Du coup, un terrain de véritable entente peine à être
établi.
La
visite en Egypte de l’ex-président iranien Mohamad Khatami
est-elle l’un des indices de ce manque d’entente ? Le
président réformateur s’est, en fait, vu réserver un accueil
impressionnant jamais accordé à un responsable iranien
depuis la révolution de 1979. Un entretien avec le président
Moubarak, et un petit-déjeuner en son honneur en présence de
plusieurs ministres égyptiens. Un événement au vrai sens du
terme, mais qui n’a trouvé aucun écho dans les médias
occidentaux. Une harmonie irano-égyptienne augure mal du
plan américain dans la région et encore plus à Israël.
Un jeu
d’équilibriste
Ne
serait-il cependant pas naïf de croire que les alliés
traditionnels de la Maison Blanche rompront leur pacte ? Ne
serait-il pas absurde de croire que les autorités des pays
arabes « modérés » sont en train de mettre des bâtons dans
les roues du projet américain ?
Il est
vrai que les idées de grand Moyen-Orient ou de nouveau
Moyen-Orient avaient suscité l’hostilité et la méfiance des
amis de Washington. (Lire fiche ci-dessous). Pour la
première fois, on a vu le président égyptien, aussi
exacerbé, s’envoler en direction de Riyad pour critiquer
avec le chef du royaume « l’imposition de l’extérieur d’un
type spécifique de réformes ». Mais pour ne pas déranger
l’ami américain, un plan saoudien, plus tard arabe, de paix
avec Israël sera lancé. « Ils sont convaincus que la
résolution de la question palestinienne mettra un terme à
tous les maux de la région », déplore le politologue.
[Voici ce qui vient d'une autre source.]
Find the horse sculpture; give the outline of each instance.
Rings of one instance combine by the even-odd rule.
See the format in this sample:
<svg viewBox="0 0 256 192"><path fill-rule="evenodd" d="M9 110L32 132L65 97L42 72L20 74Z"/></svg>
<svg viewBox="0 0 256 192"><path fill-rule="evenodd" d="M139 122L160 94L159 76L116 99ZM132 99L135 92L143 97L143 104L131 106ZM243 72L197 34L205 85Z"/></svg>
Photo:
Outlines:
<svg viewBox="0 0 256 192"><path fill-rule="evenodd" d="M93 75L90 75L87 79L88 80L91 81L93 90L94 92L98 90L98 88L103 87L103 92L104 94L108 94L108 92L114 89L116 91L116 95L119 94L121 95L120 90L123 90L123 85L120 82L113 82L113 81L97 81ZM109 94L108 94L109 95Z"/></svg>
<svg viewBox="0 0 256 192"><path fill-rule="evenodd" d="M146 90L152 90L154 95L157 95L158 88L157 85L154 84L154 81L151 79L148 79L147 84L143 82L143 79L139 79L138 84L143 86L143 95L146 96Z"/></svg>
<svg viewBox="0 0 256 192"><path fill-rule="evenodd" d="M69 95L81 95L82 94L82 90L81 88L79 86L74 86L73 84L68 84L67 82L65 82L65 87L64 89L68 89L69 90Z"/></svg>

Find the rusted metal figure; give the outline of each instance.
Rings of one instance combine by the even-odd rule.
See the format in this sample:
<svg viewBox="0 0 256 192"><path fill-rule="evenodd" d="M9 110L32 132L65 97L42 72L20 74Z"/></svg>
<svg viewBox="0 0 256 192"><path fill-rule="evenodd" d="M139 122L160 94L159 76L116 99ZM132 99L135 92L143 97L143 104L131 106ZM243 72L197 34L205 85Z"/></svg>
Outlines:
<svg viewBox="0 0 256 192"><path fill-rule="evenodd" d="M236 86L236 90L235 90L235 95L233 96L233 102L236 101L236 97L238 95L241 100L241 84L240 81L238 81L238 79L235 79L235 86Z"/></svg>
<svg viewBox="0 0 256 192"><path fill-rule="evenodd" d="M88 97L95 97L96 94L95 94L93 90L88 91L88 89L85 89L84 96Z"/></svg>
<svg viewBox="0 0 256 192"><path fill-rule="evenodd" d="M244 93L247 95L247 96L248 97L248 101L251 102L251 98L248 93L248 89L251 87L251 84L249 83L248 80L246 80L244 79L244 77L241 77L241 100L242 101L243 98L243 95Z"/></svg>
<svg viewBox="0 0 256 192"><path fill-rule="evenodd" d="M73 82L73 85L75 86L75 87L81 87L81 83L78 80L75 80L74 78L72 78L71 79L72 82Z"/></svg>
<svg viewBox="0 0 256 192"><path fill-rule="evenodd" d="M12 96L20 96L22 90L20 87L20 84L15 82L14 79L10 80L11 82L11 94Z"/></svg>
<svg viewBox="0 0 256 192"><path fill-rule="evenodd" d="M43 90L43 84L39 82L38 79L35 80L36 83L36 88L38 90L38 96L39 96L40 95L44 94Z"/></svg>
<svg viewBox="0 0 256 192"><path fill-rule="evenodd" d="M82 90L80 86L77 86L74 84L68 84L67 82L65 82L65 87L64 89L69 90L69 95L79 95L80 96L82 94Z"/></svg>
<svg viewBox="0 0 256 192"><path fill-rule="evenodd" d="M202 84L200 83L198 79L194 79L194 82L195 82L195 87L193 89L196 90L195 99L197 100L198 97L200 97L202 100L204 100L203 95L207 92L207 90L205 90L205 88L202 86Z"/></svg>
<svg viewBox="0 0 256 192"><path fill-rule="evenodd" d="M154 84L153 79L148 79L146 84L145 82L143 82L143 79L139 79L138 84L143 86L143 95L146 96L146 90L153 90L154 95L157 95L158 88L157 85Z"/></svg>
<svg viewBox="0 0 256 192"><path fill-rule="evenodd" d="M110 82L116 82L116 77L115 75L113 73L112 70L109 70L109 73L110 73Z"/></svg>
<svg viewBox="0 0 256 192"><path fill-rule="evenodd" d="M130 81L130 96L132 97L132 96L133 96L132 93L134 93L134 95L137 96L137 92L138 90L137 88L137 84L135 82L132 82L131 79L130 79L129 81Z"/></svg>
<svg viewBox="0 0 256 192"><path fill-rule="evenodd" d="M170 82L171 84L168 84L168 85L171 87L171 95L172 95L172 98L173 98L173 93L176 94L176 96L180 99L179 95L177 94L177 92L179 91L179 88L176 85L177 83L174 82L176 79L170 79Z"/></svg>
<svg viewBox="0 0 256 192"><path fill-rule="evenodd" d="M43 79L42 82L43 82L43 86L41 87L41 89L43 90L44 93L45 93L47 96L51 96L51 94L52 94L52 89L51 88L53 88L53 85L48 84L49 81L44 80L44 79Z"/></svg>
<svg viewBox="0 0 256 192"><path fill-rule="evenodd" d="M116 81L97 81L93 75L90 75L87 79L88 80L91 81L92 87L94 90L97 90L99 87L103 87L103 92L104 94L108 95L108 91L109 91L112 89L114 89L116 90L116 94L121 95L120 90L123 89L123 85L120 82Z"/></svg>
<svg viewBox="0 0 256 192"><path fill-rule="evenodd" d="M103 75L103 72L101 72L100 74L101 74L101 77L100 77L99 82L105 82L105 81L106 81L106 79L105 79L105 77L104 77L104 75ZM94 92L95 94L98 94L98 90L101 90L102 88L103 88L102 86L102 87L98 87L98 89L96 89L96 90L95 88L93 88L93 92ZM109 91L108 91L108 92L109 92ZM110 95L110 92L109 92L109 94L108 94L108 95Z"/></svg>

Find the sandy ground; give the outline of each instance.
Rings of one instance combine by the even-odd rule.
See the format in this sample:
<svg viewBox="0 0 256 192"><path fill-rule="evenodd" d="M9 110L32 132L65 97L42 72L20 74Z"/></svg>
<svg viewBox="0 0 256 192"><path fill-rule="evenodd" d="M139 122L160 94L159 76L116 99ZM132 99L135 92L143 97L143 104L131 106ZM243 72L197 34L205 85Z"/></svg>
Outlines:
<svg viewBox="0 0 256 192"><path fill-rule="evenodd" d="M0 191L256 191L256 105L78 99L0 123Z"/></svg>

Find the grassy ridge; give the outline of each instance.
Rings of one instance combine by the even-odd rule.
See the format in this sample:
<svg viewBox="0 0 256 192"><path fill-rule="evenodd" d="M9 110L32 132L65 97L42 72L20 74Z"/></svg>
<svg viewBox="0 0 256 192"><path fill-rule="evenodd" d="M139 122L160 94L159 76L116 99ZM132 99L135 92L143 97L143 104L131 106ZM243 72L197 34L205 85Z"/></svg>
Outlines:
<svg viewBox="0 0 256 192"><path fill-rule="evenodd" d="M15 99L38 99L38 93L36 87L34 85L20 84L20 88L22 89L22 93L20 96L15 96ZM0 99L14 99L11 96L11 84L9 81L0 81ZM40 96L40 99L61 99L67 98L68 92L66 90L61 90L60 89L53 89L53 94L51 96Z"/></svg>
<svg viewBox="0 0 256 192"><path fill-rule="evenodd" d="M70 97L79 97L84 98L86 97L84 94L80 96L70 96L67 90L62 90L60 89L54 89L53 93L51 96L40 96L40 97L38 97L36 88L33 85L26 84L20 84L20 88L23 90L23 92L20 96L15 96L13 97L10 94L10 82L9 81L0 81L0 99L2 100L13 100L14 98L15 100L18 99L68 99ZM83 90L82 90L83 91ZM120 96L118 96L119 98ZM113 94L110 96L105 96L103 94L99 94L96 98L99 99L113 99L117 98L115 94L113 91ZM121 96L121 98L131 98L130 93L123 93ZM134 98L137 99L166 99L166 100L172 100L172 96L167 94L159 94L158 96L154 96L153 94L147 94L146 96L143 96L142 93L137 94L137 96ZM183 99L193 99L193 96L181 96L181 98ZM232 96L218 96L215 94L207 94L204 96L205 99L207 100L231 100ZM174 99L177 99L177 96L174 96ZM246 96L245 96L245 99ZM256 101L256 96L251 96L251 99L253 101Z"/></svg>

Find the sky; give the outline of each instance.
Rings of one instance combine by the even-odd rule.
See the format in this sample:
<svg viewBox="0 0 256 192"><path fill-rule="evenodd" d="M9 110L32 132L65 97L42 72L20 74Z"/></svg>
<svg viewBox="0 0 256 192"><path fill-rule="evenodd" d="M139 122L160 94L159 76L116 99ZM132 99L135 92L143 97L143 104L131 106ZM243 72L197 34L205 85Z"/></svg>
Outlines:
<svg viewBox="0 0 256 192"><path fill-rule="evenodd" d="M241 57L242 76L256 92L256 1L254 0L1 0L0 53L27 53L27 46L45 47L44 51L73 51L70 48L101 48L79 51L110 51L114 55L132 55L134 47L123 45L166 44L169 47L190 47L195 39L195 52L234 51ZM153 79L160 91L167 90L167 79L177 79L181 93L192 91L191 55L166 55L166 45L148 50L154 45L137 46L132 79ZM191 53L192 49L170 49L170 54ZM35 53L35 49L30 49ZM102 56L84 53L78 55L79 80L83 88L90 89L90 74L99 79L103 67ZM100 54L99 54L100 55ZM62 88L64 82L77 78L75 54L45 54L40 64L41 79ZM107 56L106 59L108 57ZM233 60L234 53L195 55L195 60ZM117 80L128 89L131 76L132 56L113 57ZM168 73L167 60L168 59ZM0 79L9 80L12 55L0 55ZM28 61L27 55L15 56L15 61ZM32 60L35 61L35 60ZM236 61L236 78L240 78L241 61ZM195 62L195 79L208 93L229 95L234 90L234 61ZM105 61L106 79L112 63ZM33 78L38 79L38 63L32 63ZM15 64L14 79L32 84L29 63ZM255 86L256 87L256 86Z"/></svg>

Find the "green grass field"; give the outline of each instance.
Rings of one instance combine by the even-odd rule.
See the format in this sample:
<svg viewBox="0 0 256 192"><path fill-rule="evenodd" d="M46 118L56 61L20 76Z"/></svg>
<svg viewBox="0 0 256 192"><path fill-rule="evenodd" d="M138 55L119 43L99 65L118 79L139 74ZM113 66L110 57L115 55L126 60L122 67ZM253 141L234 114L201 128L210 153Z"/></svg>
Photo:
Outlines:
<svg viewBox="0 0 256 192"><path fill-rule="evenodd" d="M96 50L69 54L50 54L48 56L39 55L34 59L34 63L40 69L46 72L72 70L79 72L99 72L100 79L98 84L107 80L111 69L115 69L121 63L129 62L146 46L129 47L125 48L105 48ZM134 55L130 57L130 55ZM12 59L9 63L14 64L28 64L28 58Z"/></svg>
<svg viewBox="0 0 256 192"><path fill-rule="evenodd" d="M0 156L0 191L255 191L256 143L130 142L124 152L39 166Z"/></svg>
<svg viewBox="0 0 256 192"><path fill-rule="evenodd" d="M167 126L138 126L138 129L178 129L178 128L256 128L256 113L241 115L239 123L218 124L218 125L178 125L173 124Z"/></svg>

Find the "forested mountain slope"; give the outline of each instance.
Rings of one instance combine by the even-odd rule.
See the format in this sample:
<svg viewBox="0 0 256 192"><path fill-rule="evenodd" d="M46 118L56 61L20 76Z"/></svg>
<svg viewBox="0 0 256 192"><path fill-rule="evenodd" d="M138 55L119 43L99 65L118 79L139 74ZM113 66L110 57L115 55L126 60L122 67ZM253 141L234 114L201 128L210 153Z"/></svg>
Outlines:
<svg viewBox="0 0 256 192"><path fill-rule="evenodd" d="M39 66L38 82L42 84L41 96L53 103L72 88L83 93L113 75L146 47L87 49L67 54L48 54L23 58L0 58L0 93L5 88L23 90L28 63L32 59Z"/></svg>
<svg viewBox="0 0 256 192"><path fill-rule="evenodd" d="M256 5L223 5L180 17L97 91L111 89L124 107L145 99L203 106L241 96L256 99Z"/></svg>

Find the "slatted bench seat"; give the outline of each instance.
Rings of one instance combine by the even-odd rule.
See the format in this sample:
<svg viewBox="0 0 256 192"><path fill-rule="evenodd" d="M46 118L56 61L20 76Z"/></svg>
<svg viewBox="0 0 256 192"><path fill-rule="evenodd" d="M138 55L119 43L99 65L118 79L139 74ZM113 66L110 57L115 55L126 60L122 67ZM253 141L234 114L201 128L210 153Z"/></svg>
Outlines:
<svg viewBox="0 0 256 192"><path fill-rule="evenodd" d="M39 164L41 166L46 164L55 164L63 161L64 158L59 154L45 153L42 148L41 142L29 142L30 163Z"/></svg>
Jusqu’à preuve du contraire, cette question s’avère la plus
difficile à régler. C’est vrai, la Palestine est le
détonateur qui peut faire exploser la situation, mais d’ici
à résoudre ce problème de manière radicale, il y a des
hésitations. Le sort d’Israël reste la chose fondamentale
pour Washington. « Les Américains, dans leur ensemble,
voient Israël comme la victime potentielle d’une
mobilisation éventuelle du monde arabe », comme le soutient
Guillaume Parmentier, spécialiste des Etats-Unis à
l’Institut français de recherches internationales. Du coup,
d’après lui, Bush manifeste une position de soutien quasi
inconditionnel à Israël même si cela remettrait en cause le
processus de paix. Une identification politique et
stratégique avec l’Etat hébreu. Paradoxalement, l’électorat
juif est en grande majorité du côté des Démocrates, et ces
derniers n’ont pas hésité à dépêcher la présidente du
Congrès en Syrie qui, d’ailleurs, appartient à « l’axe du
mal », selon Bush. Au Caire, le chef de la majorité au
Congrès, le Démocrate Steny Hoyer, a rencontré le chef du
groupe parlementaire des Frères musulmans, Mohamad Saad
Al-Katatni. Changement de cap de la part des Américains, ou
concurrence entre Républicains et Démocrates ou bien encore
simple rencontre de routine qui ne devrait avoir de
répercussions majeures sur la politique de l’Amérique dans
le monde arabe ? La réponse pourrait se situer à cheval
entre les trois. C’est ce que les plus critiques appellent
l’attitude schizophrène des Américaines et qui se résume en
fait par l’image aussi négative dont jouit Bush dans cette
région.
Une
reconquête est plus que jamais nécessaire pour les
Américains : un nouveau lifting pour améliorer l’image de
leur pays et reconquérir les esprits des habitants du Proche-Orient.
Mais comment le faire alors qu’ils soutiennent
inconditionnellement Israël et jouent la carotte ou le bâton
avec les Arabes ? Une schizophrénie partagée d’ailleurs. Les
Arabes font face à cette difficulté de tenter de rester des
alliés stratégiques de Washington, sans trop heurter le
sentiment national et irriter davantage une population anti-américaine.
Un jeu d’équilibriste de part et d’autre mais où l’un
excelle et l’autre ne cesse de se casser le cou.